On 26/03/2016 14:30, Chris Angelico wrote:
On Sun, Mar 27, 2016 at 1:09 AM, BartC <b...@freeuk.com> wrote:
I'm surprised that both C and Python allow statements that apparently do
nothing. In both, an example is:

   x

on a line by itself. This expression is evaluated, but then any result
discarded. If there was a genuine use for this (for example, reporting any
error with the evaluation), then it would be simple enough to require a
keyword in front.

Tell me, which of these is a statement that "does nothing"?

foo
foo.bar
foo["bar"]
foo.__call__
foo()
int(foo)

All of them are expressions to be evaluated and the result discarded.
I'm sure you'll recognize "foo()" as useful code, but to the
interpreter, they're all the same.

Out of that lot, only foo() is something that is commonly written both as an expression and standalone statement.

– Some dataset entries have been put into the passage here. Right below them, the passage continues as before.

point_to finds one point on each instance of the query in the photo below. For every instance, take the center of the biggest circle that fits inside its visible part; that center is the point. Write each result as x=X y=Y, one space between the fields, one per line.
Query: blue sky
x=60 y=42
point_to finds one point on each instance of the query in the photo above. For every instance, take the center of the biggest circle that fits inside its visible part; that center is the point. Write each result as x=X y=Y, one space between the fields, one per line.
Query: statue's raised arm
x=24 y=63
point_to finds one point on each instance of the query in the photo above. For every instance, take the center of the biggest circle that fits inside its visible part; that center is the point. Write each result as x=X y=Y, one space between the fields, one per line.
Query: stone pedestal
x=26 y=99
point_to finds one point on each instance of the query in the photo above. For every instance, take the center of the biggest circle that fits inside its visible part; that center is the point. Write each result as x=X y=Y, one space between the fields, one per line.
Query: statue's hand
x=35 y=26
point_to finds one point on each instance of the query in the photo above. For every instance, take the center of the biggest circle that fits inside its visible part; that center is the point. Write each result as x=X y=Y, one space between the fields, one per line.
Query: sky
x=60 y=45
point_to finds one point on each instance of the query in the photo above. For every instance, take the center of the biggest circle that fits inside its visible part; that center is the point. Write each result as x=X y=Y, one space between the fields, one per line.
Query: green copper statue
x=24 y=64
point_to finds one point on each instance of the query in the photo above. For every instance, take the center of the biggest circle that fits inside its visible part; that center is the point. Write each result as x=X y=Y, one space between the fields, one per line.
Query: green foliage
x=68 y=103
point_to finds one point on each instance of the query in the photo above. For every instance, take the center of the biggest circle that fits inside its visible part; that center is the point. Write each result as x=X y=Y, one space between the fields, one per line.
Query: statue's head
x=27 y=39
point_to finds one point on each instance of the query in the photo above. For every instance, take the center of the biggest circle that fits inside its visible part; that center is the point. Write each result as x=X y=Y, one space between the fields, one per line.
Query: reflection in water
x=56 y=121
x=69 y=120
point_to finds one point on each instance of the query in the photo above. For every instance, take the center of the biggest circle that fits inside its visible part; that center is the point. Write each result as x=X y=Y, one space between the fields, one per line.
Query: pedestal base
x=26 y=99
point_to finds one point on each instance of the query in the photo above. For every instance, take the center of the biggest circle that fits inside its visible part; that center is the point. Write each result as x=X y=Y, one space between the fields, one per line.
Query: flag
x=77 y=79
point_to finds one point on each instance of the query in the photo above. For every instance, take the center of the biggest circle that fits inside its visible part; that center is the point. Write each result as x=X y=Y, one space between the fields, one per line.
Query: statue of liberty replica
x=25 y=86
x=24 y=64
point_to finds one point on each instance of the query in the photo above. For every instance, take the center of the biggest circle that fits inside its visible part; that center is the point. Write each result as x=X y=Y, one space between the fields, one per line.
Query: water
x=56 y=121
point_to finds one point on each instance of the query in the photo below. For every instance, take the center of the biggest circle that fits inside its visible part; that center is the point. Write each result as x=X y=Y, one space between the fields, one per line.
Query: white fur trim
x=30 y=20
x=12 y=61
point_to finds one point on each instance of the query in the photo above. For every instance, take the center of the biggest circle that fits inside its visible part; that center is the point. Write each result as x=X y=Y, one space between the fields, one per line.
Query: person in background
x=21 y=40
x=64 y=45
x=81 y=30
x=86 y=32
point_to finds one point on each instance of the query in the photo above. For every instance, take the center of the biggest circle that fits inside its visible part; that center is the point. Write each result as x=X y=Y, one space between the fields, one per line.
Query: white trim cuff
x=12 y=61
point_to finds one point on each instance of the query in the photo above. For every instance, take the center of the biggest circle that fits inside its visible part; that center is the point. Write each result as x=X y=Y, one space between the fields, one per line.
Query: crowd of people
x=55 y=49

And any one of them could raise an
exception rather than emit a value; for instance, consider these code
blocks:

# Personally, I prefer doing it the other way, but
# if you have a big Py2 codebase, this will help
# port it to Py3.
try: raw_input
except NameError: raw_input = input

try: int(sys.argv[1])
except IndexError:
     print("No argument given")
except ValueError:
     print("Not an integer")

In each case, the "dummy evaluation" of an expression is used as a way
of asking "Will this throw?". That's why this has to be squarely in
the hands of linters, not the main interpreter; there's nothing that
can't in some way be useful.

But notice that to render such an evaluation 'useful', you've put 'try:' in front, which is also a cue to the reader.

Now you can't just do that anyway (try expects an except block to follow). But my suggestion was to have required a keyword in front of such expressions. Then no linter is needed. And stops some head-scratching from people who have to read the code.